The IMF said on Friday Asia should be ready to tighten monetary policies if overheating pressures emerge, while remaining alert to any future shocks from a still volatile global climate.
The International Monetary Fund said in its World Economic Outlook report earlier this month that Asia’s growth prospects had dimmed but the region would avoid a hard landing this year thanks to strong domestic demand and monetary flexibility.
Regional growth would flatten out at six percent this year, from 5.9 percent in 2011, before reviving to 6.5 percent in 2013, it said, still much ahead of growth rates in the advanced economies.
But Anoop Singh, director of the IMF’s Asia Pacific department, warned on Friday that export-dependent Asia could be hit should there be another slump in advanced economies, as well as by volatile commodity prices, especially high oil prices, and volatile capital flows.

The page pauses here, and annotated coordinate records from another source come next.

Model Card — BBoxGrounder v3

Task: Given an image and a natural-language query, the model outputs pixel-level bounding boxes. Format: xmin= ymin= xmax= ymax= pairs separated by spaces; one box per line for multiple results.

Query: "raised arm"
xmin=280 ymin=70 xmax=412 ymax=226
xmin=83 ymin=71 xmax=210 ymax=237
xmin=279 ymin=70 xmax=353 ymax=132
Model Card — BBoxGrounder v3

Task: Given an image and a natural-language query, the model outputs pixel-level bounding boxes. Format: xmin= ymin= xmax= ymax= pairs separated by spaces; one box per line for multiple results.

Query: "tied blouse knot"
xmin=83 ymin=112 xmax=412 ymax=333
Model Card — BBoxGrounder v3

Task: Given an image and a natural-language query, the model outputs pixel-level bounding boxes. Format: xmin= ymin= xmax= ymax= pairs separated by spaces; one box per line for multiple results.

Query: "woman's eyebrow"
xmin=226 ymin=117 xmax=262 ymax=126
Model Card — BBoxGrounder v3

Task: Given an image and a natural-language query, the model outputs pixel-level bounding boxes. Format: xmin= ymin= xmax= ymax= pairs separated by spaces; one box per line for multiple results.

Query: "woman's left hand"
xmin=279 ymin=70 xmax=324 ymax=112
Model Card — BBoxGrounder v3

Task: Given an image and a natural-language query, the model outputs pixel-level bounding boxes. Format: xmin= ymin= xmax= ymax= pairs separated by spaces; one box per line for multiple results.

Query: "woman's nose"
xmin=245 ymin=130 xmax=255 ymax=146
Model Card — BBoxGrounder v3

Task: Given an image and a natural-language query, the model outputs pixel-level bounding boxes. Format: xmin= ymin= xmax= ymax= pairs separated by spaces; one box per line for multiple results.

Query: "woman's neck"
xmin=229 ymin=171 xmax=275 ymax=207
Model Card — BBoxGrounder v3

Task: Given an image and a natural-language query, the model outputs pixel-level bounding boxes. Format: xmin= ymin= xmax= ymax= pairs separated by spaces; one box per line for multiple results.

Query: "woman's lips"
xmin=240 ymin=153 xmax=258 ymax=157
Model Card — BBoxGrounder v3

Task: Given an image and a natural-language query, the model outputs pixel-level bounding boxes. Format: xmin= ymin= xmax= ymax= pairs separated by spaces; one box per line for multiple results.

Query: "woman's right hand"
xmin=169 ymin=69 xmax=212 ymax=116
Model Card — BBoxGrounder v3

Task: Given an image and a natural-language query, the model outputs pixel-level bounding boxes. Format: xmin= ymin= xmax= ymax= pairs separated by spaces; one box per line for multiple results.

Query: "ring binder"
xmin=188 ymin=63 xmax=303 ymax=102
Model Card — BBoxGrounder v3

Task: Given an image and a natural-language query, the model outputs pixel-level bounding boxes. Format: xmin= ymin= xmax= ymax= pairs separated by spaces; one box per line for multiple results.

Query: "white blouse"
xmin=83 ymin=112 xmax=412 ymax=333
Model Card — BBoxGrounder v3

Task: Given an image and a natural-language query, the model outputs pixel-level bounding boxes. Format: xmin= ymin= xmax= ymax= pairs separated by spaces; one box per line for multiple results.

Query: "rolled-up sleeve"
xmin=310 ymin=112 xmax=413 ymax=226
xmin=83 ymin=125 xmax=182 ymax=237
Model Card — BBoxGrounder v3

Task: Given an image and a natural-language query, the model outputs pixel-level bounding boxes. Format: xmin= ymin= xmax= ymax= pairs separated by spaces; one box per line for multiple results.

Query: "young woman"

“Continued volatility are the risks I see for Asia looking ahead,” Singh said when launching IMF’s Regional Economic Outlook, a separate report following the World Economic Outlook, in Kuala Lumpur.
He added “overheating pressures” could develop in the second half of this year so that policymakers should be ready to adjust their policies to support stable, non-inflationary growth.
“In the short term, assuming that market conditions continue to stabilise, as they have in the last few months, there is a concern that overheating pressures could again begin to assert themselves in Asia,” he said.
He said core inflation in many countries was still “quite high.” He added it was also important for Asia, especially China, to further develop domestic demand and attract investment.
The IMF’s World Economic Outlook report for 2012 said recessions in Europe and turmoil in the Middle East had hit Asia’s export markets, forcing downward revisions to regional growth forecasts.
But it said resilient domestic demand in China, the world’s second biggest economy, and the capacity of Asian banks to fill the liquidity gap left by constrained European lending would help growth recover in 2013.
Emerging Asia – excluding the advanced economies of Australia, Japan and New Zealand – would see growth fall 0.5 percent this year to 6.8 percent, before rising to 7.4 percent next year.
Growth in China has slowed recently, falling to 8.1 percent in the first quarter from 9.7 percent a year earlier, as domestic demand drops and Europe’s debt woes curb business activity.